Tampoco tienes mala voz, Paul. Es el gran Little Richard quien me la presta: Pequeña, esta va a ser una noche divertida. A mí no me mires, Paul, que yo solo os he presentado. Ella tiene todo lo que el tío John necesita. Oh, John, ¿también tú entras al trapo?, me vais a volver loco entre los dos. No agobies, Ivan, Vamos a tener un poco de diversión esta noche. ¿Qué otras canciones te gustan, Paul? Su versión de Voy a hacer pedazos esta noche y a divertirme de lo lindo, es sublime, superior a todas las que he oído. La entonas bien, Paul. Y qué me dices de Nos encanta bailar los sábados por la noche tun tun tun, pero vive en el veinte de un bloque de pisos, el ascensor está estropeado... Eddie Cochran, qué bien lo cantas a capela, Paul. Así que subiré a pie uno, dos pisos, tres pisos, cuatro, cinco, seis, siete pisos, ocho pisos y más, en el doce ya me arrastro, en el decimoquinto ya me caigo, llego a la cima, estoy agotado para bailar... ¡Eso es lo que me ha pasado a mí cuando el camión ha empezado a desfilar, casi me caigo, menos mal que se me ha ocurrido sentarme en la plataforma! Con las piernas al aire, como cuando de pequeños nos llevaban de merienda en un remolque. Qué infancia terrible has tenido que soportar, Ivan.

¿Gene Vincent? Oh, The Blue Caps, menudo lío armaron durante el verano, todos de cabeza al calabozo. Son activistas de verdad, no marionetas.

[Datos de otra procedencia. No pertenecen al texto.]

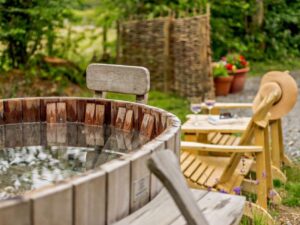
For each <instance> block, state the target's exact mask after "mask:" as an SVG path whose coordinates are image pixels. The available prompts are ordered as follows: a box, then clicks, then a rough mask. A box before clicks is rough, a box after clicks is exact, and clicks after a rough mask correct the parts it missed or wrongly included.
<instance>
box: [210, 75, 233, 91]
mask: <svg viewBox="0 0 300 225" xmlns="http://www.w3.org/2000/svg"><path fill="white" fill-rule="evenodd" d="M232 80H233V76H228V77H215V78H214V84H215V93H216V96H222V95H223V96H226V95H228V93H229V90H230V87H231V82H232Z"/></svg>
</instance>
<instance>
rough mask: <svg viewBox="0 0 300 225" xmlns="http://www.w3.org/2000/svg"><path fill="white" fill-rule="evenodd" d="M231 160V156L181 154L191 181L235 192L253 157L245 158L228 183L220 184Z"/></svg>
mask: <svg viewBox="0 0 300 225" xmlns="http://www.w3.org/2000/svg"><path fill="white" fill-rule="evenodd" d="M229 160H230V157H214V156H204V155H197V154H195V153H189V152H186V151H184V152H182V154H181V156H180V164H181V170H182V172H183V174H184V176H185V177H186V179H188V181H189V182H192V183H195V184H197V185H201V186H204V187H207V188H217V189H219V190H224V191H226V192H228V193H234V191H233V189H234V188H235V187H239V186H241V183H242V181H243V179H244V176H245V175H246V174H247V173H248V172H249V170H250V167H251V165H252V162H253V159H246V158H243V159H242V160H241V161H240V163H239V165H238V166H237V168H236V170H235V172H234V174H233V175H232V177H231V178H230V179H229V180H228V181H226V183H222V184H219V183H218V182H219V180H220V178H221V176H222V173H223V171H224V170H225V167H226V165H228V163H229Z"/></svg>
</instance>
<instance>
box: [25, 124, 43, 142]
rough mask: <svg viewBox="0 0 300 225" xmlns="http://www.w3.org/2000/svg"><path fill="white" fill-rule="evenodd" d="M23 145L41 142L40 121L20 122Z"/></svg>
mask: <svg viewBox="0 0 300 225" xmlns="http://www.w3.org/2000/svg"><path fill="white" fill-rule="evenodd" d="M22 132H23V135H22V136H23V146H37V145H40V144H41V126H40V123H30V124H26V123H23V124H22Z"/></svg>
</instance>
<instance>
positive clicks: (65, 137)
mask: <svg viewBox="0 0 300 225" xmlns="http://www.w3.org/2000/svg"><path fill="white" fill-rule="evenodd" d="M55 126H56V141H57V144H60V145H66V144H67V143H68V142H67V124H66V123H61V124H55Z"/></svg>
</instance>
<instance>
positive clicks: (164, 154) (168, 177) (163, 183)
mask: <svg viewBox="0 0 300 225" xmlns="http://www.w3.org/2000/svg"><path fill="white" fill-rule="evenodd" d="M148 167H149V169H150V170H151V172H152V173H154V174H155V175H156V176H157V177H158V179H159V180H160V181H161V182H162V183H163V185H164V186H165V187H166V189H167V190H168V191H169V193H170V195H171V197H172V198H173V200H174V201H175V203H176V205H177V207H178V208H179V210H180V212H181V213H182V215H183V216H184V218H185V219H186V221H187V224H190V225H200V224H201V225H208V222H207V220H206V219H205V217H204V215H203V214H202V212H201V211H200V209H199V207H198V206H197V202H196V200H195V199H194V197H193V195H192V192H191V191H190V190H189V188H188V186H187V184H186V182H185V179H184V177H183V175H182V173H181V171H180V168H179V163H178V159H177V158H176V156H175V154H174V153H173V152H172V151H170V150H164V151H159V152H156V153H153V154H152V156H151V157H150V159H149V160H148Z"/></svg>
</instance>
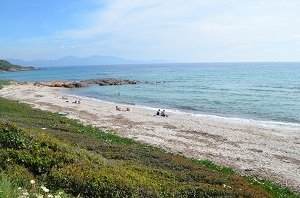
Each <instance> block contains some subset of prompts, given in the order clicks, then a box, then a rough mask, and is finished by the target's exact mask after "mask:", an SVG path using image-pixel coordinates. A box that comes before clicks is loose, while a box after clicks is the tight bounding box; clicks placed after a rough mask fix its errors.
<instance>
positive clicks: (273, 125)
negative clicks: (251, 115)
mask: <svg viewBox="0 0 300 198" xmlns="http://www.w3.org/2000/svg"><path fill="white" fill-rule="evenodd" d="M62 93H63V94H65V95H69V96H72V97H74V98H76V97H77V98H81V99H87V100H93V101H96V102H103V103H108V104H114V105H117V106H120V105H121V106H131V107H135V108H140V109H147V110H151V111H152V112H153V114H154V113H155V112H156V111H157V109H162V108H161V107H153V106H146V105H139V104H132V103H121V102H113V101H106V100H102V99H98V98H93V97H87V96H82V95H74V94H70V92H62ZM164 109H165V110H166V111H167V112H170V113H172V114H182V115H186V116H194V117H200V118H209V119H216V120H224V121H226V122H233V123H240V124H247V123H251V124H256V125H260V126H262V127H267V128H277V127H279V128H280V129H287V130H291V131H294V132H296V133H299V135H300V123H296V122H284V121H274V120H257V119H254V118H243V117H234V116H226V115H214V114H205V113H197V112H192V111H191V112H188V111H184V110H180V109H172V108H171V107H170V108H164Z"/></svg>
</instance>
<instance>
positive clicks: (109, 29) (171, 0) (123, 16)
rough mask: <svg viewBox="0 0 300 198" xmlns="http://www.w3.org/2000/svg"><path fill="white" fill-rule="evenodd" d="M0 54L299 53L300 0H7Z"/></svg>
mask: <svg viewBox="0 0 300 198" xmlns="http://www.w3.org/2000/svg"><path fill="white" fill-rule="evenodd" d="M0 8H1V12H0V24H1V30H0V58H19V59H24V60H33V59H55V58H59V57H62V56H68V55H73V56H78V57H87V56H91V55H104V56H118V57H122V58H127V59H134V60H168V61H173V62H211V61H212V62H214V61H300V12H299V10H300V1H299V0H244V1H241V0H189V1H185V0H111V1H109V0H51V1H41V0H1V1H0Z"/></svg>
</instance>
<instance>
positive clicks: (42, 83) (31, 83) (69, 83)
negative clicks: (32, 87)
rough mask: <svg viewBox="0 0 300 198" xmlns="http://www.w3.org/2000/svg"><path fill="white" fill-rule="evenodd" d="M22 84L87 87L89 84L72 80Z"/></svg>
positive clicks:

Tan de verdad que han tenido que ingresar a Vincent hace poco en el hospital, con la pierna hecha trizas por lo que pasó. Hay mucho músico de feria por ahí. Los Quarrymen somos de verdad, ¿no es cierto Ivan? De carne y acero. Me encanta el flequillo que llevas, John, marca el ritmo de los compases. Y esos pantalones negros tuyos, Paul, ¿no son como los que se pone siempre Gene Vincent? Ah, lo has descubierto, John: Be-bop-a-lula, esta es mi chica, be-bop-a-lula, no lo dudes. Las estrellitas de tu americana bailan al son cuando cantas, Paul. Tu copete las acompaña. Cállate, Ivan, o te doy una colleja. Vale ya, es la chica de los tejanos rojosla reina de todos los muchachos. Genial, Paul, qué bien cantas. Me gusta, pero el rey sigue siendo el gran pequeño Richard, ¿habéis oído la última? Cómo no: Lucía... Oh, dios, es un himno. Es lo más, qué faena haber nacido después de que cantara Little Richard, no nos ha dejado ninguna opción de hacer algo grande, solo nos queda imitarle, no hay ninguna posibilidad de ir más lejos. Bueno, los Quarrymen lo intentamos. He sido bueno contigo, nena, por favor no me dejes solo, guouuh!, por cierto, John, ¿y ese nombre tan raro del grupo, los picapedreros? ¡Es que estudiamos en la Quarry Bank! Acabáramos, ¿en ese lúgubre palacio de pesadilla que hay en Allerton? Era una antigua fábrica. Pues diría que es una cárcel gótica, John. No andas equivocado, Paul. Lucía, por favor vuelve a donde perteneces.